The argument raises an interesting point. The agency has been paying overtime for work that could have been done for less money if it had a full crew. It didn’t cut services. That would have required a decision from the Legislature.

            Most of the overtime at DSHS during the month of July came in a single area – the Economic Services Administration, which pays out welfare benefits. Overtime more than doubled in that area, from $119,722 in July 2009 to $249,511 in July 2010.

            “Decreased resources were compounded by an unprecedented workload,” Leigh wrote.

            The real problem in that section of the agency is that it has lost the equivalent of 229 full-time workers in the last year, she wrote. That’s about 9 percent of its workforce. But the demands haven’t gone down. Agency managers are under pressure to get benefits processed quickly. The feds impose financial penalties if the agency’s processing time slips below the national average.

            In fact, the demands have gone up. The same economic hard times that prompted the Legislature to cut the DSHS budget also sent increasing numbers of people into state welfare offices looking for benefits. Enrollment in the state Basic Food Program went up 66 percent over the last two years.

 

            About That Mistake

 

            Agency officials say that problem with the numbers can be easily explained. The 48 hours of overtime that was reported earlier represents additional hours worked by furloughed employees during the week of July 6. That was when the first furlough took place.

            The 9,742-hour figure represents total hours of overtime for DSHS during the month of July.

            “It’s sort of like mixing apples and kumquats, or apples and casava melons,” said Thomas Shapley, communications director for DSHS.

            So how come DSHS total overtime was reported as 48 hours? There was no mistake on the part of DSHS, Shapley said. The letter from Leigh addresses the matter delicately. After the federation questioned the numbers, “the agency looked again at their total and forwarded a revision,” she wrote.

            But the central point remains unaffected. “Current overtime use is not directly related to the temporary layoffs,” she said.

 

            Matter of Concern

 

            It’s all connected, union officials say. Whatever the effect of the overall budget cuts, DSHS wouldn’t have had such a big overtime cost if workers had been at their desks on July 6. And the big overtime costs at DSHS, whatever the cause, raise the point that the workload remains the same even as the number of warm bodies in the department decreases.

            At Tuesday’s Ways and Means Committee hearing, union officials said reducing the number of staffers or the number of hours worked don’t necessarily mean savings.

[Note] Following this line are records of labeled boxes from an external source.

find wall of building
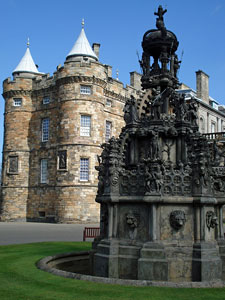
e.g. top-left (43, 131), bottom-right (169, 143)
top-left (1, 58), bottom-right (140, 223)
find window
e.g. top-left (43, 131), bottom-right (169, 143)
top-left (42, 96), bottom-right (50, 104)
top-left (80, 116), bottom-right (91, 136)
top-left (80, 158), bottom-right (89, 181)
top-left (106, 99), bottom-right (112, 107)
top-left (13, 98), bottom-right (22, 106)
top-left (42, 118), bottom-right (49, 142)
top-left (105, 121), bottom-right (112, 142)
top-left (8, 156), bottom-right (18, 174)
top-left (199, 117), bottom-right (205, 133)
top-left (80, 85), bottom-right (91, 95)
top-left (41, 158), bottom-right (48, 183)
top-left (58, 150), bottom-right (67, 170)
top-left (211, 122), bottom-right (216, 133)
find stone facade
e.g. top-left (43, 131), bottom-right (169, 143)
top-left (0, 25), bottom-right (225, 222)
top-left (1, 51), bottom-right (140, 223)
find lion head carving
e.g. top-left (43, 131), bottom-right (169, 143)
top-left (170, 210), bottom-right (186, 230)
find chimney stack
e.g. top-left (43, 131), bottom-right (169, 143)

And they told of the bizarre lengths state agencies are going to in order to implement the furloughs.
            For instance, in the Department of Corrections, prison mail room employees are not considered essential, while prison guards are. But the mail can’t be stopped, for legal reasons. So on furlough days, guards sort the mail, said Anna Jancewicz of Teamsters Local 117.

            “We’d love to see the end numbers of how much the state is actually saving,” Devereux said. “We think the overall hassle factor is worth more than $30 million.”

            Kelli Linville, chairwoman of the House Ways and Means Committee, said it’s something lawmakers will have to look into. “One of the reasons we had this presentation today was to ask the question, was there a significant savings?”

            The Legislature needs a detailed accounting of how much the furlough plan really saved, she said. “We have a long-term problem, and short-term fixes are not going to work,” she said.